When I say what I am, that I’m an atheist, believe me. I’ll return the favor by accepting that you actually sincerely believe in your goofy mythology.

 Myers also writes:

One last thing I really detest finding in my mailbox: mindreaders. You know the type: they tell you that everyone has a god-shaped hole in their heart, or that all humans are hardwired to seek god, and therefore they know deep-down that I actually believe in their god already. No. Humans throughout our history have been looking for explanations for phenomena in the environment — we are pattern seeking animals. If we can’t find a pattern that fits, we tend to invent one, and god is just a one-size fits all stop-gap explanation that people have stuffed into the lacunae in their understanding of the world. I’ve never found deities to be satisfying. I do find people who try to tell me what I really think to be irritating.

I do not think it would be unduly presumptuous of me to extract from Myers' post that he believes humans are "hardwired" to be "pattern seeking animals."  Insofar as Myers is addressing the desire for religion to be found (at least in part) in the outworkings of unsurprising information-handling in sentient beings, the point is well taken.  Ordering, categorizing, predicting, and extrapolating from a limited amount of available data is how our minds work.  Making convenient over-generalizations, unfortunately, is also how our minds (and psyches) work--hence any number of insipid "evidences" and "proofs" of the existence of the divine.

Unfortunately, we are also hardwired to see patterns in ourselves.  We have a set of physiological tools with which to interact with the world, and whatever momentary consciousness (when, at least, we are awake and conscious) happens to hold sway in that experiential cockpit defined behind our eyes and between our ears is who "we" define ourselves as.  All other elements of ourselves are at least crudely rank-ordered below our "real" selves.

We have no warrant to seek to impose our will (or to seek to impose a pattern) on the elements of ourselves, as though those elements were foreign to ourselves.  Neither have we warrant to impose will or pattern on the elements of ourselves in the pretense that such elements are seamlessly parts of ourselves.  We know that such things are ludicrous.  And yet the expectation of civilized debate is that we would accept without question someone's assertion that "I decided on atheism thirty years ago and I have never doubted it" or "I came to belief in Christ thirty years ago and I have never doubted it," while an incidental assertion from a debate participant that "I made a decision to marry so-and-so thirty years ago and I have never doubted it" would be met with an internal eye-roll.  People's thought-lives just don't work that way.

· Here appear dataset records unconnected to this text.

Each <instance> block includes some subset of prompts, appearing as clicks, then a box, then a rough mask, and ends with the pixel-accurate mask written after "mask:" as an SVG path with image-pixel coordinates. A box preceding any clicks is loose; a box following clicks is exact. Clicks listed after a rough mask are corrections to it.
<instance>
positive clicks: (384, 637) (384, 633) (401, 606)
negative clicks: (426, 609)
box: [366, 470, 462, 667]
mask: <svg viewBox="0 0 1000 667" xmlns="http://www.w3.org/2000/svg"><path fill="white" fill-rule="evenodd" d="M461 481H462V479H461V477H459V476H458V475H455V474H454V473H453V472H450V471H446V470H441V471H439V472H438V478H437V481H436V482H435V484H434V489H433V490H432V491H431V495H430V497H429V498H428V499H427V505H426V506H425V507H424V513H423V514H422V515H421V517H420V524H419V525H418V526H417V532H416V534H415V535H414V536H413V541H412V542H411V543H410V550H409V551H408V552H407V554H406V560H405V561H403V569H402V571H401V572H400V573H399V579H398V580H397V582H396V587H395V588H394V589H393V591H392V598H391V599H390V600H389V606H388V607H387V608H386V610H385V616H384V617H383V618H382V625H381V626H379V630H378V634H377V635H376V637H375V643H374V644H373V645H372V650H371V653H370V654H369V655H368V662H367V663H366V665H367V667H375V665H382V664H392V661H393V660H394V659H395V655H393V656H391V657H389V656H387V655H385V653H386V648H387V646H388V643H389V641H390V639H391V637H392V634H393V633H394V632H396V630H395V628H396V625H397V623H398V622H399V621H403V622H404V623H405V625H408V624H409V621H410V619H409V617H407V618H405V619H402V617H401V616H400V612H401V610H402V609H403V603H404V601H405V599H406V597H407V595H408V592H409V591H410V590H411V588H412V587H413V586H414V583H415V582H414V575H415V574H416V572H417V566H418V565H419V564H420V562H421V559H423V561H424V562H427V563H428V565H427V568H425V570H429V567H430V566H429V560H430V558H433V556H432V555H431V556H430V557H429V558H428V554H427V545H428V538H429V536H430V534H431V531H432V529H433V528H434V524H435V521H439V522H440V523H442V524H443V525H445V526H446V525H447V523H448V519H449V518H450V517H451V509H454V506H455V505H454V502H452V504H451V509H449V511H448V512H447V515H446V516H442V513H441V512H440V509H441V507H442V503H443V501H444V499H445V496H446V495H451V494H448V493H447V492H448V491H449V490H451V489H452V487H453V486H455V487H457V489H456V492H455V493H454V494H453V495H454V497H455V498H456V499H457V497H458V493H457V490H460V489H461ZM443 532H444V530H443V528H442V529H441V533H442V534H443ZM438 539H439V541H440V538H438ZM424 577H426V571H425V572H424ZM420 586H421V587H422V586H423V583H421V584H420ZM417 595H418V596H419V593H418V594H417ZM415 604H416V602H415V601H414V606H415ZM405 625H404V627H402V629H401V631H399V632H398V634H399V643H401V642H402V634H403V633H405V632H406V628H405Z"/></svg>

To address the immediate problem that bedevils me--the problem of debating the proposition that none of us can truly stand as a single spokesperson of our raucous inner households--is just part of the larger problem of addressing life in general on the same terms.  The teachings of Jesus are superficial and stilted--at least in effect--when we have a superficial and stilted view of ourselves.  We have to tell ourselves and everybody else that human beings are roiling, squirming masses over which our identifiable moment-by-moment selves are at best exhausted managers.